評価することと育てること

 先日、twitterの中のつぶやきに刺激され、色々と考えが浮かんできたので、整理のためにブログに書いておくことにします。

 今の日本では、才能のある人を周囲が育て上げていくというのが非常に難しくなっているのではないかという気がします。もちろん、そのような中でも実力を発揮し、才能を花開かせる人はいるのですが、多くの人は、周囲の環境によって才能を開花させること無く凡庸な生活を送ることが多いように思います。
 これは、一般の会社でも同じで、少し前の時代に比べると、企業が人を育てるために使う費用というのは、かなり低くなって来ているのでは無いでしょうか。ここで言っている費用というのは、必ずしも教育費・研修費のような直接的なお金だけではなく、実務の中で仕事を覚えていく、所謂OJTの中で人材育成をしていく際に考えておかなければならないリスクのような、陰に隠れた費用も含んでのことです。
 私が属していたIT業界などでは(もちろん、他の業界でも同様の傾向ですが)、短期間・低価格・高品質を求められる傾向がどんどん強くなり、発注側も受注側も費用・時間をOJTに割く余力が無くなっているように感じます。短期間ではそれで何とか凌げても、将来を見越したとき、それでは組織として立ち行かなくなってしまうのは明らかです。

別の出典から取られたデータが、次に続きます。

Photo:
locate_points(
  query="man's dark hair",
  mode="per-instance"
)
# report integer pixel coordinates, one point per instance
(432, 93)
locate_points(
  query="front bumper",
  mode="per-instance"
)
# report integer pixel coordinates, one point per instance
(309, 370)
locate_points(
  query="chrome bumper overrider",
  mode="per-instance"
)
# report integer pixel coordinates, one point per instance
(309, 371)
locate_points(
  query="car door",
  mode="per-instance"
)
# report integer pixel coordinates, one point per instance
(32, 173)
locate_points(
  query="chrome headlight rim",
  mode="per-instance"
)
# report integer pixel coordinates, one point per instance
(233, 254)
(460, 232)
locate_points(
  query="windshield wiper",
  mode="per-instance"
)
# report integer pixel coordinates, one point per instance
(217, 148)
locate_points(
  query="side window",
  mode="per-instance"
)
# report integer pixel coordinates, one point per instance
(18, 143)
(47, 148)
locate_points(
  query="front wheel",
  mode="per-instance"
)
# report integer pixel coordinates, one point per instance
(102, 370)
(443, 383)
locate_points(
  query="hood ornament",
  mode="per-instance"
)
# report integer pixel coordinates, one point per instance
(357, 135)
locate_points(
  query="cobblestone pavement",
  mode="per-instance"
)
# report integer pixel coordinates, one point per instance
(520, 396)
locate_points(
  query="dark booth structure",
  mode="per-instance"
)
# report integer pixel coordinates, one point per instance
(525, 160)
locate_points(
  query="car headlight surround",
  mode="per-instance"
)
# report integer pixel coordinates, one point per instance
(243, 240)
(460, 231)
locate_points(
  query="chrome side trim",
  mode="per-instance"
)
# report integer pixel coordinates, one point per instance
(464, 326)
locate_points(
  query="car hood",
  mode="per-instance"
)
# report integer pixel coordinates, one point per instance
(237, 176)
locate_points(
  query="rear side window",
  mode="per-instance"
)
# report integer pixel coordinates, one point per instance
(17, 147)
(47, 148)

 そのような実態を考えると、今のように人を育てられなくなっているのは、バブル崩壊後、景気が悪くなっているからだというような気がしますが、実は、私自身はその前からのような気がちょっとしています。

 昔から「日本人は独創力に欠ける」ということがよく言われていました。
(最近、中国などの知的財産の侵害についてニュースになることが多いですが、その良し悪しは別として、かつて日本も通ってきた道だということは心に留めておくべきです)
 もちろん、海外の基礎研究やベースとなる製品をより良いものに改良し、経済発展を遂げてきたというのは良く知られるところです。しかし、実は必ずしも、日本人が独創性に欠けているわけではなく、その独創性を的確に評価し、育てていくという部分にこそ問題があったのではないか(そして今も続いている)と思います。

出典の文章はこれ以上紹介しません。